「やるかやらないのか」の間にあるもの。

タロットリーディングの問いの中でも、「なになにをするのはどうか?」というものがあります。

具体的になってきますと、仕事を辞める、転職する、独立するとか、好きな仕事をするとか、恋愛で気持ちを伝えるとか、結婚する、離婚するとか、あるセミナーに出る、ある技術や知識を学ぶとか、そのようなことを行うのはどうか?という質問ですね。

これは言ってしまえば、身も蓋もない話になりますが、結局、つきつめてしまえば、「やるかやらないか」というだけなのです。

しかし、そこには、機械ではない人間の悩みがあります。

やるかやらないかの間に、様々なグラデーションにも似た迷いがあるわけです。

しかし、これも整理すれば、感情(気持ち)の葛藤か、自分の価値観とて世間一般での価値観のズレ、さらには、失敗か成功かによる、特に失敗の恐怖を味わいたくないという恐れ、逆に言うと、結果としてショックを受けない選択をしたいというものなどがあると考えられます。

普通は、成功するか失敗するか(の先行きの判断)で躊躇するわけですが、その成功や失敗が、何をもって成功とし、何をもって(どんな状態をもって)失敗と言えるのかを考えると、つまるところ、自分の感情・思いによる自己の(状態)評価のジャッジ(判断・裁判)だと言うことができます。

成功や失敗という概念が、今の社会や世間一般のものと自分のそれが、一致すればするほど(同調・同意させればさせるほど)、杓子定規な(いわゆる現実的観点での)選択と迷いの理由になります。

反対に、世間の概念(価値観)と自分のものが離れれば離れるほど、世間で言うところの成功や失敗の範疇とははずれ、その境界線もあいまいなものになってきます。

言い換えれば、自分中心で、誰とも比べることのない天上天下唯我独尊のような世界観であれば、自分がいいと思えばよく、自分が成功と思えば成功という世界が現出します。

この意味では、精神が現実を創るというものに近く、何よりも自己の確立と自尊が重要になってくるわけです。

ですから、自分に自信がないという人は、何の選択においても、葛藤が多くなり、その葛藤や迷いは、ほかの人と比べること、ほかの価値観と自分のものとを照らし合わせ、両者が揺れることで、ますます決めることが難しくなってくるわけです。

ましてや起業や独立、好きなことで生きていきたいというようなことを目指すのには、強い自尊心、もしくは、自分への自信がないと、踏み出せなくなるのは当然だと言えます。

迷いには失敗のおそれもありますが、先述したように、その失敗という概念(実は観念)自体が、世間での迎合や世間一般の思うそれなので、言わば人の評価による成功・失敗のうちの失敗になることを恐れているのです。

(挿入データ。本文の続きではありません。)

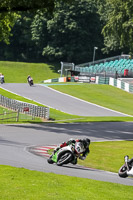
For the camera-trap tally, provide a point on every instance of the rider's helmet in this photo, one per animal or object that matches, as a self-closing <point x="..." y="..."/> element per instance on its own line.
<point x="86" y="142"/>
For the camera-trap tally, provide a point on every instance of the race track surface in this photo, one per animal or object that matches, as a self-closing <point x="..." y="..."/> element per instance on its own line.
<point x="59" y="101"/>
<point x="15" y="141"/>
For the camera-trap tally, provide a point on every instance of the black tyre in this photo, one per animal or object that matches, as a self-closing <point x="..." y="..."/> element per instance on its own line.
<point x="123" y="171"/>
<point x="64" y="158"/>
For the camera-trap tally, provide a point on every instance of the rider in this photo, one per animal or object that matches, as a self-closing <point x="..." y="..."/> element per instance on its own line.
<point x="29" y="78"/>
<point x="85" y="142"/>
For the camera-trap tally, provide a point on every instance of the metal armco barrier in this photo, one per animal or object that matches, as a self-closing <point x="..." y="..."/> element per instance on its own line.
<point x="30" y="109"/>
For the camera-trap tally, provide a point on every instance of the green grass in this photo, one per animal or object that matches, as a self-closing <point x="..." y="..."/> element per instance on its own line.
<point x="103" y="95"/>
<point x="17" y="72"/>
<point x="107" y="156"/>
<point x="23" y="184"/>
<point x="57" y="116"/>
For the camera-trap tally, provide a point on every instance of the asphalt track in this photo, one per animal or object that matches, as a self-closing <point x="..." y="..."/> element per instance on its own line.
<point x="59" y="101"/>
<point x="16" y="139"/>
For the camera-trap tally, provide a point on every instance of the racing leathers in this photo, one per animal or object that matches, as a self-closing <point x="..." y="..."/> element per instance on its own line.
<point x="72" y="141"/>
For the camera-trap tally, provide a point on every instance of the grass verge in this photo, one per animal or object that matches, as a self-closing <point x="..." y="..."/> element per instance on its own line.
<point x="31" y="185"/>
<point x="103" y="95"/>
<point x="17" y="72"/>
<point x="57" y="116"/>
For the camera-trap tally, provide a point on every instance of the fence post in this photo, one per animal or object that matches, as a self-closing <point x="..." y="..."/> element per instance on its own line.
<point x="17" y="118"/>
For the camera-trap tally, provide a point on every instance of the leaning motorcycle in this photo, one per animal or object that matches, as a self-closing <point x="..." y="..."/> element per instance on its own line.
<point x="126" y="169"/>
<point x="30" y="82"/>
<point x="67" y="154"/>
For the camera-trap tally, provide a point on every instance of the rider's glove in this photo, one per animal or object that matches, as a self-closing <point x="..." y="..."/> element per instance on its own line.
<point x="82" y="157"/>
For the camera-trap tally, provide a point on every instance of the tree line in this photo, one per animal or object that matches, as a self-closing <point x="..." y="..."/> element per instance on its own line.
<point x="53" y="30"/>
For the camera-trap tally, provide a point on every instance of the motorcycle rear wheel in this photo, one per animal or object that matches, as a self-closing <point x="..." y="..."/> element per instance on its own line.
<point x="64" y="158"/>
<point x="123" y="171"/>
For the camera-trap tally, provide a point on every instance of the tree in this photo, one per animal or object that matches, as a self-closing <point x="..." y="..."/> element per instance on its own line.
<point x="73" y="32"/>
<point x="9" y="12"/>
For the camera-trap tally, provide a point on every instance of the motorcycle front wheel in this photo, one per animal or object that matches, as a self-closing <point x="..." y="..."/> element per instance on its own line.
<point x="123" y="171"/>
<point x="64" y="158"/>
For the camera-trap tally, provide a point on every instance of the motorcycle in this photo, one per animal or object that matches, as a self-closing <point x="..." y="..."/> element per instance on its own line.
<point x="67" y="154"/>
<point x="126" y="169"/>
<point x="30" y="82"/>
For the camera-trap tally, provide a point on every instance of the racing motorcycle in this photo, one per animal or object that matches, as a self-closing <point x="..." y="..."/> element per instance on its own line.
<point x="67" y="154"/>
<point x="126" y="169"/>
<point x="30" y="82"/>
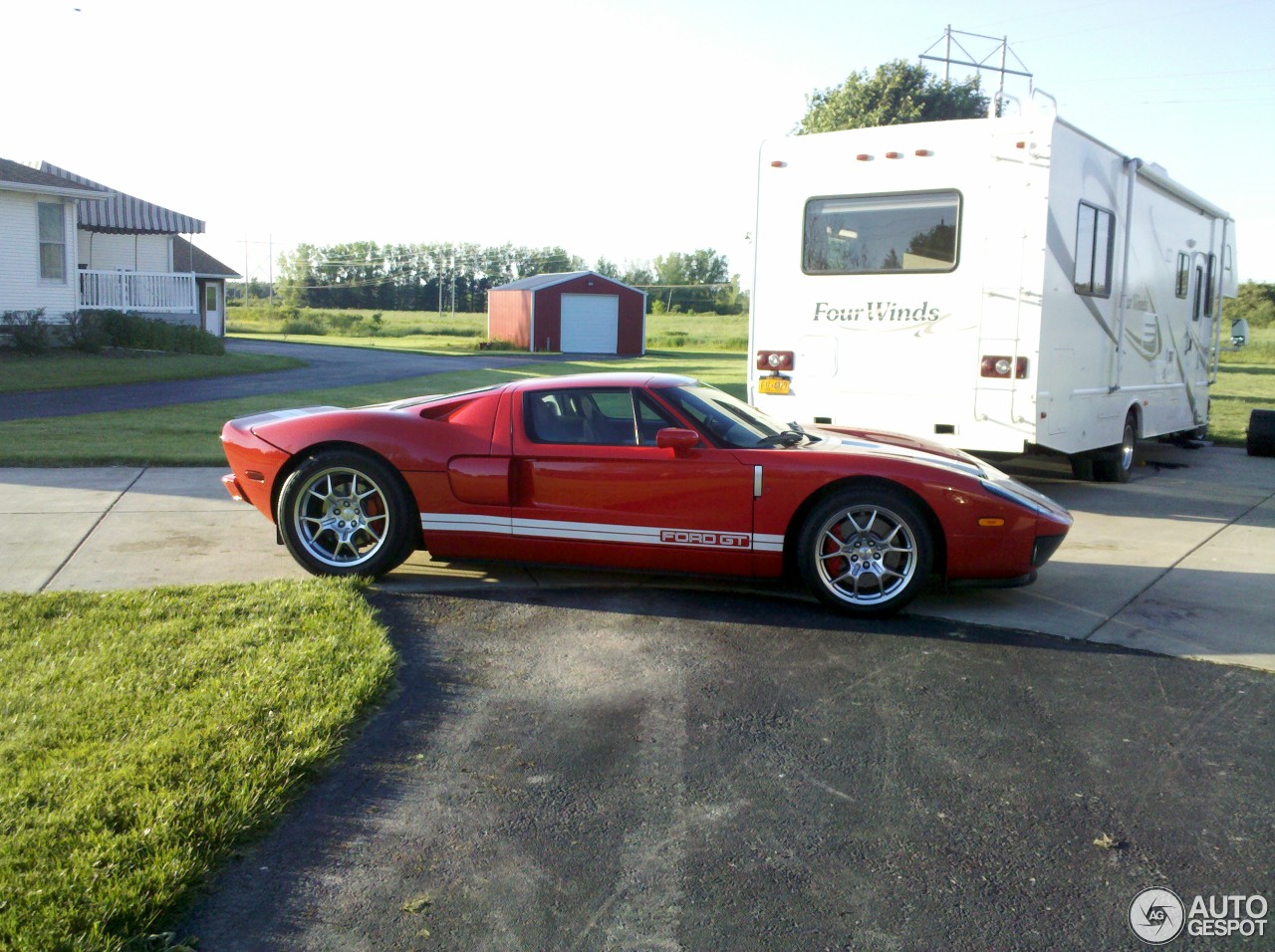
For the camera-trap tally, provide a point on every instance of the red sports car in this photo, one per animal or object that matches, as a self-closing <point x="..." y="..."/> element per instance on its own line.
<point x="636" y="470"/>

最近は、心理的・スピリチュアル的に人を援助する技術を習い、それを仕事にして行きたいと思う人が、ネット社会になって簡単に起業自体はできることから増えてきました。

しかし、あまりに自分に自身がなく、他人との普通のコミュニケーションすら恐怖や問題がある状態では、仕事以前に、まず自分自身を、ある程度回復しておくことが必要です。

少なくとも、自分の選択の結果が、人のせいや、環境・運のせいにするなどして、責任を転嫁しているうちは、自分の力を他人に預けている状態であり、それでは、一時的な癒しや、なれ合い的な安心感を与えることはできても、仕事として、よい・悪いの両面を受け入れ、やっていくのには力不足のところがあります。

ところで、「私は成功できますか?」「私はこれを仕事をしていくことがてきますか?」という質問は、ちょくちょく受けることがあります。

その気持ち・心情・不安はよくわかります。最初から何もかも自信満々な人はいませんし、心配や不安・葛藤があるからこそ、相談したいと、人は思うものです。

けれども、たとえば、「あなたは成功できますよ」「あなたはそれを仕事として、やっていくことができますよ」というようなメッセージを受けることがあっても、その後、実際にはうまく行かないようなことがあれば、そのメッセージをくれた人のせいにして、自らの行いを省みることをしない人もいるでしょう。

また、反対に、メッセージを受けたことで背中を押され、勇気をもらって実行し、(自分の思う)成功を成し遂げて行けたという人もいらしゃるでしょう。

何かのお墨付きをもらう心理的安心感・目に見えない世界からの後押しを実感すること自体はよくても、お墨付きが免罪符となって、その免罪符がほしいがために、占いや人への相談をするというのでは、メッセージの内容にかかわらず、本当の意味で進展するのは難しいと言えます。

結局後者の人は、他者からの評価・断定(保証)を拠り所としているのであり、あくまで自己の選択と責任のためのひとつの指針や情報、勇気づけとして見ているのではないのです。

それは言い換えれば、他者(運や環境も含む)のための選択であり、他者の人生・世界に自分を預け、沿わせているようなものです。従って、いつまで経っても、自分自身を生きる実感がなく、迷いや閉塞感・外側を気にする状態で、苛まされることになります。

マルセイユタロットでいえば、「運命の輪」の中に自らをあてはめ(押し込め)、その回転に翻弄される人生と、その輪の上に立ち、自らを他者の運や評価から脱却させた人との違いと言えるでしょう。

ただ、そうは言っても、すぐに自分に力を取り戻したり、自信を回復させたりできないのも人間です。

ある程度の他者(環境・運)依存も認めて、それを利用しつつ、少しずつ(「節制」のカードが暗示します)、自己の力と自尊を回復していくことです。

そのため、対人援助についても、いきなりプロを目指すことではなく、できる範囲(経済的なものも含む)で、「戦車」の両輪のようにして、あるいは「節制」の壷の水のようにして、ふたつを混ぜ合わせたり、動かしたりしていくとよいのです。